Now Playing: The important ballot measures to remember in Oregon 2008
Topic: CIVIL RIGHTS
Vote NO on Measure 61
Measure 61 would greatly expand the number of criminal defendants subject to mandatory minimums, this time for non-violent property and drug crimes. Under this measure, a sentence would have to be served in its entirety, and there would be no eligibility for reduction at any time during the sentence (good time credit).
ACLU opposes mandatory minimum prison sentences because they eliminate a judge’s ability to evaluate the facts of each case and consider the character and history of the defendant in determining the most appropriate sentence.
ACLU Opposes Measure 57, but…*
This measure requires judges to impose a minimum prison sentence, the length of which would depend only on the person’s criminal history. It would prohibit judges from ordering a lesser sentence which current law allows in exceptional situations based upon an individual’s particular circumstances. As a result, the new sentences are mandatory minimum sentences. They differ slightly from Oregon’s current mandatory minimum scheme in that Measure 57 would allow an inmate to receive credit for good behavior during incarceration.
Measure 57 also would increase access to drug treatment programs for those who are incarcerated or on post-prison supervision or probation.
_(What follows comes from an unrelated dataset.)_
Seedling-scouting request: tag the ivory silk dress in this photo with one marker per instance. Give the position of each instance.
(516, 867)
It would provide local counties with additional funding for drug courts, intensive supervision and jail beds to use as sanctions for those who fail to comply with conditions imposed by their treatment programs.
If Measure 57 receives more “yes” votes than Measure 61, it would supersede (and replace) Measure 61. (Likewise, if both measures receive a majority of votes cast, but this measure receives fewer “yes” votes than Measure 61, Measure 57 would not go into effect.)
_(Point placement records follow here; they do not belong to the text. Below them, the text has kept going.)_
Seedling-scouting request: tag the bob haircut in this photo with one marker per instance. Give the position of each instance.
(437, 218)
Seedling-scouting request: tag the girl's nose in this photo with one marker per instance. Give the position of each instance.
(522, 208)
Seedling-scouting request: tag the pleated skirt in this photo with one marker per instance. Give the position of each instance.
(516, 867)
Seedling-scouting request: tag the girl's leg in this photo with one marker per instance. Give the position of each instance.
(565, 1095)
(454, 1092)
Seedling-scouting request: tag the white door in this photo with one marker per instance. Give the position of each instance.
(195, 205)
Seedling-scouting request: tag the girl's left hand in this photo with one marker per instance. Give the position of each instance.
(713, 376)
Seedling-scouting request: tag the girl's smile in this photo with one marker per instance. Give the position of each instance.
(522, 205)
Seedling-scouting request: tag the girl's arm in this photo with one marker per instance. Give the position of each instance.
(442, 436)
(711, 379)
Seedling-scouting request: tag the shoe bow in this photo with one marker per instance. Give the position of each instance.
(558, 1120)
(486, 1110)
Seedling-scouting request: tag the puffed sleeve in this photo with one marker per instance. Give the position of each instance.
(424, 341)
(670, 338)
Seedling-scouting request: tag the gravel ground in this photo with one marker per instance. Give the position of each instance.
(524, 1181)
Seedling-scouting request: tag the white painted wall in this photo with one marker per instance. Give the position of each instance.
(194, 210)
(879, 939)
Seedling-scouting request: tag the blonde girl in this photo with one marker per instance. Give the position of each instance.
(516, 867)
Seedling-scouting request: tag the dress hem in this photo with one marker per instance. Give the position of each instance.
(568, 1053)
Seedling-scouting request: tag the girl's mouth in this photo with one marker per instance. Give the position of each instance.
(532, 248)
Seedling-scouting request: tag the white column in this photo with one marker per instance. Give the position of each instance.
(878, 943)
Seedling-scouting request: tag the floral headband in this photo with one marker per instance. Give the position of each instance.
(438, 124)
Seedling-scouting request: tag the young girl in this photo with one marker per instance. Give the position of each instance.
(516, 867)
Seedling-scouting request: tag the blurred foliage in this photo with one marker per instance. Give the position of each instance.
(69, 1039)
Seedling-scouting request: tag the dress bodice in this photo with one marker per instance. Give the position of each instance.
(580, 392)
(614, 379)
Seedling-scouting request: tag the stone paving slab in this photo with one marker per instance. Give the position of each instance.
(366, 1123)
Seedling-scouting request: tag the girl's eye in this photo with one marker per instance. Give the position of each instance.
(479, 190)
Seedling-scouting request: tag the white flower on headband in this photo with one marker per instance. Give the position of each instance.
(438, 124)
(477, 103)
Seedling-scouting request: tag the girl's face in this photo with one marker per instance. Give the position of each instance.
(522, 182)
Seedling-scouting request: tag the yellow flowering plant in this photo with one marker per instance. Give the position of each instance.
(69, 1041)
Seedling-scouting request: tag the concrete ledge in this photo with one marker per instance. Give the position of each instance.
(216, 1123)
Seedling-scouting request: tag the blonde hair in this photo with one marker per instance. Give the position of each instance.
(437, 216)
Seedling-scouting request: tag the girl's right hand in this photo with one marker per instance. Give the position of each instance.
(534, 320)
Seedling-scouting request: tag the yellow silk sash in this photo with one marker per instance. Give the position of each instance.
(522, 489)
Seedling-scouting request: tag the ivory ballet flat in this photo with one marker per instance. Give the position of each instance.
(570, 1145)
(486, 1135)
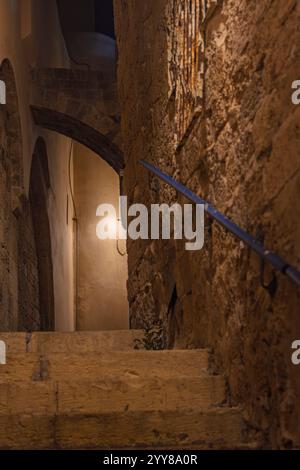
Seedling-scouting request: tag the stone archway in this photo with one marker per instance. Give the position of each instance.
(39, 185)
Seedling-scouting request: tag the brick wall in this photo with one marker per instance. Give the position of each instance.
(236, 144)
(18, 265)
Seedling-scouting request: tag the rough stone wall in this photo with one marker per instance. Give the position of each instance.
(240, 150)
(81, 104)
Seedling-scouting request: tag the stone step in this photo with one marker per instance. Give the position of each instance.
(74, 342)
(69, 366)
(111, 394)
(218, 428)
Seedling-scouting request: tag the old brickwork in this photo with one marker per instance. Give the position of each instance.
(238, 146)
(18, 269)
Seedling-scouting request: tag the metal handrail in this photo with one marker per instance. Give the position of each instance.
(267, 255)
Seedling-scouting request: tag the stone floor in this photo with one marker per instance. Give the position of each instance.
(95, 391)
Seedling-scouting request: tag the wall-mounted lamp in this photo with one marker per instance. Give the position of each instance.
(2, 92)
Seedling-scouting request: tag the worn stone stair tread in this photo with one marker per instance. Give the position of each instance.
(75, 342)
(211, 428)
(113, 394)
(69, 366)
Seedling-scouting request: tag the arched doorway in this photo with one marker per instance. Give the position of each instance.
(39, 186)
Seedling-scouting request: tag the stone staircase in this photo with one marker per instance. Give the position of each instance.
(93, 390)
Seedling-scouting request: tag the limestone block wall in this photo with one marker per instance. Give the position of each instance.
(238, 146)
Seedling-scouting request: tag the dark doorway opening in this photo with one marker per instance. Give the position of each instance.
(39, 185)
(104, 17)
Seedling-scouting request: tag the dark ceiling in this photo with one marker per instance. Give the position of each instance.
(87, 16)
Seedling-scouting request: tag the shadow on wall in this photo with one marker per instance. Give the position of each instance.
(39, 186)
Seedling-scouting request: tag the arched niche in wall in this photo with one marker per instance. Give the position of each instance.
(38, 190)
(11, 183)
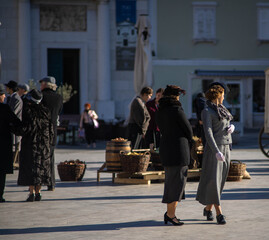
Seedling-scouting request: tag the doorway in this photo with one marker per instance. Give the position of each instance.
(234, 103)
(63, 64)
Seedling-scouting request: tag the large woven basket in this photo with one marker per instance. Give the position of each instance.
(134, 163)
(237, 169)
(156, 161)
(71, 170)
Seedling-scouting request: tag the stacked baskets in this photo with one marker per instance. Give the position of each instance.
(134, 162)
(71, 170)
(236, 172)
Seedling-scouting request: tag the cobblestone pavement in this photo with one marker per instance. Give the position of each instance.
(87, 210)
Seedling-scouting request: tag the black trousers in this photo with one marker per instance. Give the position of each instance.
(52, 166)
(89, 133)
(2, 183)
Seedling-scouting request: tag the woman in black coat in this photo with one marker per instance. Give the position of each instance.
(176, 134)
(37, 132)
(7, 119)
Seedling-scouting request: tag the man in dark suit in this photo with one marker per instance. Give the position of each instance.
(16, 104)
(54, 102)
(6, 161)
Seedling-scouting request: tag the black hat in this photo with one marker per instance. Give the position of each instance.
(223, 85)
(34, 96)
(48, 79)
(2, 89)
(12, 84)
(24, 86)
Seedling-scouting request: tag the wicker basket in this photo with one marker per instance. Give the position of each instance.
(134, 163)
(237, 169)
(156, 161)
(71, 170)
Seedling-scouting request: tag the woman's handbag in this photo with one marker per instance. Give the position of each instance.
(95, 123)
(81, 133)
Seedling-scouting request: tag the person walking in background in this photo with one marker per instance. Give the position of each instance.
(37, 132)
(7, 118)
(139, 118)
(176, 135)
(54, 102)
(88, 121)
(16, 104)
(153, 132)
(216, 158)
(23, 89)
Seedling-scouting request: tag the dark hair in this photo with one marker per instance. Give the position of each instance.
(214, 92)
(146, 90)
(173, 90)
(160, 90)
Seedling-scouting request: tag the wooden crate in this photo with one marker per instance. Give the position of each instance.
(140, 178)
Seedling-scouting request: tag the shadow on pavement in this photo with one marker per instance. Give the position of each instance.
(93, 227)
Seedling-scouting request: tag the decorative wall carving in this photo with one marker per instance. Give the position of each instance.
(66, 18)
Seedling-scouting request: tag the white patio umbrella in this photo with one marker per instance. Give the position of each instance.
(143, 58)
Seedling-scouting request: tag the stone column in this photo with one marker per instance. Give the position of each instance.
(24, 41)
(105, 107)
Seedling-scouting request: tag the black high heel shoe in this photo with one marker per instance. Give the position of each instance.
(168, 219)
(208, 214)
(221, 219)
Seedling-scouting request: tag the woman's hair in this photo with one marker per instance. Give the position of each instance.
(87, 105)
(172, 90)
(214, 92)
(51, 86)
(160, 90)
(146, 90)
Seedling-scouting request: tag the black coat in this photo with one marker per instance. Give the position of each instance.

* While in an ideal world we would hope that voters would reject both Measures 61 and 57, we are also well aware of current political realities in Oregon. Deciding how to vote on Measure 57 will be one of the most difficult decisions civil libertarians will face this year. Recommendation: The ACLU of Oregon Opposes Ballot Measure 57, but we urge ACLU members and supporters to be aware of its link to Ballot Measure 61 and make up your own minds.
Vote NO on Measure 58
Measure 58 would impose arbitrary limits on english language Instruction in public schools. The measure also runs the risk of being in conflict with federal equal education opportunity requirements and jeopardizing federal funding. Title VI of the Civil Rights Act of 1964 prohibits discrimination based on “race, color or national origin.” This is part of an ongoing nationwide “English-only” effort. Measure 58 would eliminate local control by school boards, educators and families and replace it with a one-size-fits-all approach that would hurt students who are not able to become completely fluent in English within a relatively short period of time.
VOTE NO on Measure 64
Measure 64 would mandate that no “public resources” be used to collect or to help collect money used for “political purposes.” This would basically restrict political speech and association rights of public employees and non-profit organizations. The definition of “public resources” is very broad and would include the use of “public buildings.” Measure 64 would bar candidates and ballot measure-related events in those buildings while still allowing every other type of group to meet. That raises significant concerns under the Oregon and U.S. constitutions. In addition, Measure 64 would eliminate the ability of public employees to make decisions about their own payroll deductions including union dues and deductions made to non-profits who may speak out on ballot measures and legislative proposals.
Vote YES on Measure 56
Ballot Measure 56 would partially remove “double majority” requirement for property tax election. Currently, a property tax measure can be approved only if it has both a majority of “yes” votes and more than 50 percent of registered voters participate in the election (“double majority”). The ACLU of Oregon has always opposed the “double-majority” requirement because it runs counter to the principle of one-person/one-vote. Under the current requirement, a tax measure would fail even if it receives a large majority of “yes” votes if fewer than 50 percent of registered voters participate in the election. That means that the “votes” of people who refuse to vote would have greater weight than the votes of people who return their ballots. While Measure 56 would not repeal the “double-majority” requirement altogether, it is an improvement.